3 wire subpanel to a new 3 wire subpanel

subpanel

I want to add a 100 amp RV service panel to my existing, detached garage, 3 wire subpanel. I understand that my current setup is grandfathered in and code is now 4 wire but I won't be able to add this very easily to the main panel. I also understand the risk of a 3 wire subpanel and that an open neutral will put 120V to grounded metal surfaces. I've read through this site and other sites and believe my diagram shows how this would have been wired prior to the 2008 wiring codes. Still, I'd still like the experts to add their inputs. So my questions are, is this the safest way to approach this without adding a 4th wire, and do I need a separate grounding rod at the new subpanel when I already have a grounding rod at the garage subpanel which is about 30 feet away? PS, Part of this diagram was taken from this site, but I wanted to add my own setup to make sure there weren't any additional issues. Thanks and your inputs are greatly appreciated.enter image description here

Best Answer

Absolutely not. You cannot run 3-wire to your sub-sub-panel.

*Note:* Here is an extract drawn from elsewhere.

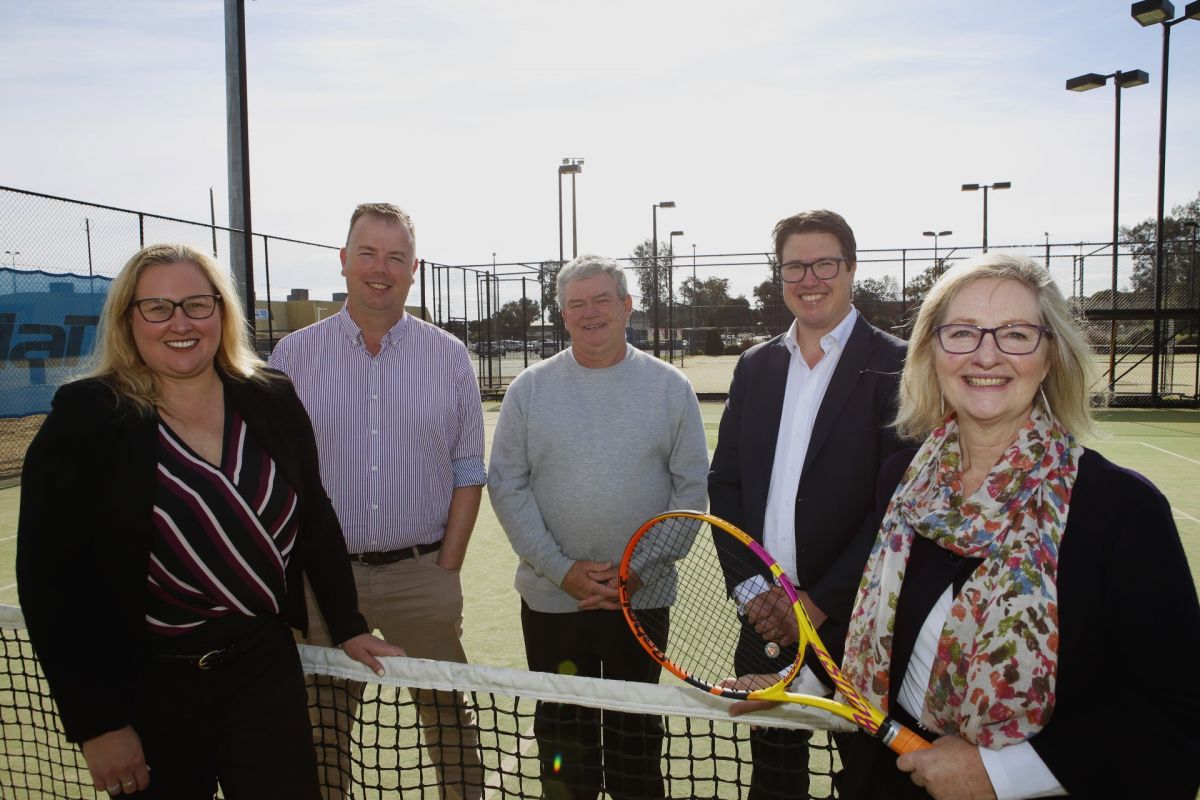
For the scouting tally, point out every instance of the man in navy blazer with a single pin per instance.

You will need to run 4-wire from the grandfathered subpanel to the new sub-sub-panel. You will need land the neutral and ground feeders on neutral and ground buses in the existing subpanel. You will need to separate ground and neutral buses on the new panel.

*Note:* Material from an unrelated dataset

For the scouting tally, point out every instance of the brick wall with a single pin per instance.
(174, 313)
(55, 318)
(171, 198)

Tell you a story. A company did a remodel on an old 2-story building. They needed wheelchair accommodations in upstairs hallways and bathrooms. "Why?" they said, "will wheelchair users drag their wheelchairs up the stairs?" (in fact, they do). Three years later, they built another building right next to it, with a 2nd floor walk-between.

The other shoe will eventually drop, you will want to upsize the existing feeder. At that point you will go 4-wire, and since the new extension is 4-wire, you are Code complete.

Save money other ways

The current subpanel has the same breaker size as the intended feed to the sub-subpanel. As such, the $40 subpanel breaker feeding the sub-sub is redundant. Get rid of it. If the subpanel has feed-thru lugs, you can just tap them. Otherwise you can get a lug "breaker" that fits in two breaker spaces but is just lugs.

The sub-sub does not need a main breaker.

AA-8000 Aluminum wire is your friend in feeders (not least, the lugs you'll be attaching to are aluminum, why create a dissimilar metals issue when you're paid not to). You should use 1-1-1-3 Al instead of 3-3-3-5 Cu, so your cable cost will be $100 instead of $250.

3-wire aluminum cable in these sizes is likely AA-1350 alloy, which was outlawed except for service drops/laterals which are outdoors.

I already bought the cable. --->> At these large sizes, most of the cable's value is mineral value. Strip the insulation off and take it to the metal recycler.